手のひらの魔法 1

・・・・・from「強いお酒をちょうだい」

 誰か教えて。
 どうしたら、忘れられるの。

     *


「じゃあ、行ってくる」
「うん、ゆっくりしておいでね」
 朝の出勤ラッシュが終わった寮の玄関ロビーはがらんとして、入口のガラス窓から差し込む日差しのせいかやけに白っぽく見える。そして窓の向こう、太陽が容赦なく照らす屋外は既にじりじりと陽炎が立っており、朝からこれでは今日もまた暑い一日になりそうだった。
 その熱を帯びた空気の中へ出ていこうとしているのは柴崎。
 それを部屋着のまま見送るのは郁。
 今日から三日間、柴崎が法事のために帰省するところだった。
「旅行じゃないんだし、お土産不要だからね?」
「まーた心にもないことを。いつものきんつば、狙ってるくせに」
「う」
 図星を言い当てられて怯んだ郁を見上げ、「ま、余力があったらね。

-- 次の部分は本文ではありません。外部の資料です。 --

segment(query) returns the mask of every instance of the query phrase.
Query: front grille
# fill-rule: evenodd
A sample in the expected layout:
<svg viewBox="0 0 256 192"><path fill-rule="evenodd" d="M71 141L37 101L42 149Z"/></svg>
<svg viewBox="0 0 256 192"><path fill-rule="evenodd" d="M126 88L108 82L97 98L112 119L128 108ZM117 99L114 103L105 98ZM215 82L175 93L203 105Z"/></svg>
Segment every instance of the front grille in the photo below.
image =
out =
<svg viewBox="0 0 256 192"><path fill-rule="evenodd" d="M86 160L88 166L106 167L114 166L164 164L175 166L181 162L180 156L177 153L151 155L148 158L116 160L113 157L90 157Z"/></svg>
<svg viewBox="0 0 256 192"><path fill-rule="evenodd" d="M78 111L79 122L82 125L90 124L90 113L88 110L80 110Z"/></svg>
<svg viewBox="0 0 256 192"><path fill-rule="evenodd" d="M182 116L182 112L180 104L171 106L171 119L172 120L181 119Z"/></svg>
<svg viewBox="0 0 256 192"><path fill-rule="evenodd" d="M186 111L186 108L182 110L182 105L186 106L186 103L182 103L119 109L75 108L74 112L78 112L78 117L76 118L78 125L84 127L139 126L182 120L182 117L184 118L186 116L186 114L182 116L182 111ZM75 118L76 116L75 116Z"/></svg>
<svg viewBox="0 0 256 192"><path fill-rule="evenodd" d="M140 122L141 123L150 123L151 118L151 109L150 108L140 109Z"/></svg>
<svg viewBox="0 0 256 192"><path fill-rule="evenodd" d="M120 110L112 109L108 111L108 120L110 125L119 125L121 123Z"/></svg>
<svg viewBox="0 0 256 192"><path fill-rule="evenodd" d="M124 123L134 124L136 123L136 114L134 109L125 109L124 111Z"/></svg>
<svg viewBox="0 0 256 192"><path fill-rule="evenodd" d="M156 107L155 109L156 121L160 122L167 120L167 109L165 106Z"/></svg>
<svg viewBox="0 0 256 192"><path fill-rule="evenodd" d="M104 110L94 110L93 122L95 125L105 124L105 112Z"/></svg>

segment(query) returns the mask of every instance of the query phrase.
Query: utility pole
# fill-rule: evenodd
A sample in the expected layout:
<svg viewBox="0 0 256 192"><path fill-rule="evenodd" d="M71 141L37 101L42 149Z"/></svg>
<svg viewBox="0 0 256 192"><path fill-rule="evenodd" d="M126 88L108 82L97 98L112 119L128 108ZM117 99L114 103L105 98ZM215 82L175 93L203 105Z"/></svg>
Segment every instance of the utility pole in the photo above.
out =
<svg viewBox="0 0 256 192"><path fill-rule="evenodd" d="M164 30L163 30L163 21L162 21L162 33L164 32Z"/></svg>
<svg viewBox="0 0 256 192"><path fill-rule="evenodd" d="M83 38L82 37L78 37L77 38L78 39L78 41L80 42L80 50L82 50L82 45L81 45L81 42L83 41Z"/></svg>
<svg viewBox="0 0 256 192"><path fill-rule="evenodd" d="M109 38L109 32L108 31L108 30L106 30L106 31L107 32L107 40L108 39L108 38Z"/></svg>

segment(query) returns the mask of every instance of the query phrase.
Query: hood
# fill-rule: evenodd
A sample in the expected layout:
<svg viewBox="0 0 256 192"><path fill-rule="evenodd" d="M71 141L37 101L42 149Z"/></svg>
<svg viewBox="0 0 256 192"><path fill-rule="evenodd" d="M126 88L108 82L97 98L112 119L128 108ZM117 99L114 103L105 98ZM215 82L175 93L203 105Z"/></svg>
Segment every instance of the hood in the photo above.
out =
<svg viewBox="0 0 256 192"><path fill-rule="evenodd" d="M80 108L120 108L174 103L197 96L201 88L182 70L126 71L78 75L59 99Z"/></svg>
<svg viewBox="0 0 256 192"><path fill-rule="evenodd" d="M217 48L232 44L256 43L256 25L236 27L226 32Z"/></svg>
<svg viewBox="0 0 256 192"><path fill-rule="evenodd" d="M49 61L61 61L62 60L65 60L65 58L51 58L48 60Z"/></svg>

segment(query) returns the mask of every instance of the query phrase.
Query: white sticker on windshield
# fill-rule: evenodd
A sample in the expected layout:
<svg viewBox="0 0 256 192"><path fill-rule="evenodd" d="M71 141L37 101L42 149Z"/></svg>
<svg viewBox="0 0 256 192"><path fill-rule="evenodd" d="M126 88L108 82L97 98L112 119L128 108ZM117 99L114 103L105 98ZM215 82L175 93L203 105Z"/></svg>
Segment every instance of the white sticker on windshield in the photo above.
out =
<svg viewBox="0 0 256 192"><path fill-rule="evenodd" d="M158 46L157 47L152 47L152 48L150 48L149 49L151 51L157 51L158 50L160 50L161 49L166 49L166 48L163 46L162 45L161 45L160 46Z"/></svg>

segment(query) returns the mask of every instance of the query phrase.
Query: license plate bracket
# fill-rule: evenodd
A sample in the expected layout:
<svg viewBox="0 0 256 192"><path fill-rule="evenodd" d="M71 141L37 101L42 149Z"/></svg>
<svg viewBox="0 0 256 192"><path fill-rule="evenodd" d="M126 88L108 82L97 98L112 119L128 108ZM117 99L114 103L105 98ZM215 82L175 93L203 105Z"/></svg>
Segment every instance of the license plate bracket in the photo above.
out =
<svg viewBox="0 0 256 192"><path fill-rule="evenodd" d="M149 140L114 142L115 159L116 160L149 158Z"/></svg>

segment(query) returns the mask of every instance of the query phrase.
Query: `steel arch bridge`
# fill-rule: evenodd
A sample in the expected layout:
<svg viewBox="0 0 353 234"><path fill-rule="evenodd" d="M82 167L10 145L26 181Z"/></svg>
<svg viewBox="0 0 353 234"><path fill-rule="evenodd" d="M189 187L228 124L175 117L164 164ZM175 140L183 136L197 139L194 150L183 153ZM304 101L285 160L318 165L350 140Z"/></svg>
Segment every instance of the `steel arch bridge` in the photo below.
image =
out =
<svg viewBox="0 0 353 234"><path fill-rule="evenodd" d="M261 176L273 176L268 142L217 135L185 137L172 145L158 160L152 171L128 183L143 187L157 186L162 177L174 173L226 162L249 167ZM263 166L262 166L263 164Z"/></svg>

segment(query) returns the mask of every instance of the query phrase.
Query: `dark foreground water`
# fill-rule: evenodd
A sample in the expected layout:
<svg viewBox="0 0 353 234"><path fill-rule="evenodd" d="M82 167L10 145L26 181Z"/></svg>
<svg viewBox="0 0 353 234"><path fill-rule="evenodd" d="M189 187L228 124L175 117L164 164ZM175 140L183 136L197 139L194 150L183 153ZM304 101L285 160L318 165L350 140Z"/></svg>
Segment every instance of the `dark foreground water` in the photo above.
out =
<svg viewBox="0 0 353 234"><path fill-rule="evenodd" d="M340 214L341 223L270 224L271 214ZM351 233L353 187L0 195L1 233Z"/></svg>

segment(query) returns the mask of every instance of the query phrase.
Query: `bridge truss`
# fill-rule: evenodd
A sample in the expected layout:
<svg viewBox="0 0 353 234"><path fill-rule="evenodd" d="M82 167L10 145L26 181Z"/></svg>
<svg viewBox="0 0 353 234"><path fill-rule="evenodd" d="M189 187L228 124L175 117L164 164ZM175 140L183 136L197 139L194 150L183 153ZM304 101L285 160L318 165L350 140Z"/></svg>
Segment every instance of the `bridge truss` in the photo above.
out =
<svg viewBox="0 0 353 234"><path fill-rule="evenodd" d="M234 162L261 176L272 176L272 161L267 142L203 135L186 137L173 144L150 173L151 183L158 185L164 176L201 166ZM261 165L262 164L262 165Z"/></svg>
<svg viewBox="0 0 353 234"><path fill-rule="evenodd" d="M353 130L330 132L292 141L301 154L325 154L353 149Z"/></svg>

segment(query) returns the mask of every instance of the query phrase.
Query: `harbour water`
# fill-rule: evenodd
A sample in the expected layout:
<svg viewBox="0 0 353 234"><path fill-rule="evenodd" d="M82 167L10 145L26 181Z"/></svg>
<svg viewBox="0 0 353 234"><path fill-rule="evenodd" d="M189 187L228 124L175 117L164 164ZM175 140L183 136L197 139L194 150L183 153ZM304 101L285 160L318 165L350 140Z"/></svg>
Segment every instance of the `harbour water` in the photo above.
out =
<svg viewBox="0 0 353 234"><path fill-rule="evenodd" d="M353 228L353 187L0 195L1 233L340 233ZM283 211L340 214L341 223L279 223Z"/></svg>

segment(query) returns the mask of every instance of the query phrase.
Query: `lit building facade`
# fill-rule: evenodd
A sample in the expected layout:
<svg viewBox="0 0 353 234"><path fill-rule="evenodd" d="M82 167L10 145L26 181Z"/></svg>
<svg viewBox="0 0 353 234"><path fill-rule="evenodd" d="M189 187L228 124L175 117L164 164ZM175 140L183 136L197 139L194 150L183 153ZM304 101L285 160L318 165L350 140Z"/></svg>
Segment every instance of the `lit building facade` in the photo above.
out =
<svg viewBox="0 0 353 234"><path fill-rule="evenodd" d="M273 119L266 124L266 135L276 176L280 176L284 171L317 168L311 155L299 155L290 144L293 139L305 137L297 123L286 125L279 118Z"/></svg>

あんまり期待すんじゃないわよ」と言ってにやりと笑う柴崎だったが、実際には郁の分を含めあちこちに配る分をきっちり買ってくるのを郁は知っている。
 下駄箱に寮内用のサンダルを押し込んで部屋から持ってきた綺麗なミュールに履き換えると、柴崎は郁に向き直った。三和土とロビーの段差の分、ただでさえ離れている二人の視線は更に遠い。
 と、柴崎が普段よりだいぶ高いところにある郁の顔を見上げ、口を開いた。
「笠原、大丈夫ね?」
 不意に投げかけられた問いは、あまりにもいろいろなものが省略されていた。その代わり、まるでそれを補おうとするかのように、柴崎の瞳がまっすぐに郁を見つめる。それを受け止めた郁は、その明るい茶色の瞳をきょろりとさせ、ん? と首を傾げた。
「なにが?」
 その、いっそ子供のような、と言ってしまいたくなる無邪気な顔を、ほんのわずかの間だけ見つめ、柴崎は目を伏せた。
「……なんでもない。それじゃあね」
「ん、いってらっしゃい。気をつけてね」
 実家への帰省とはいえ、三日間の旅仕度としてはかなり小振りな荷物──いい女は荷物が少ないものよ、と本人が郁に言い放ったのは昨晩のことだ──を下げた柴崎が玄関から見えなくなるまで見送ると、郁はふう、とひとつ息を吐き出してから部屋へと戻った。
 これから三日間は久しぶりの一人暮らしだ。
 そして郁自身も、今日と明日、久しぶりに二日続きの公休である。

 ──今日しかない。

 数日前から決めていた予定を決行すべく、郁は部屋着を脱ぎ捨てた。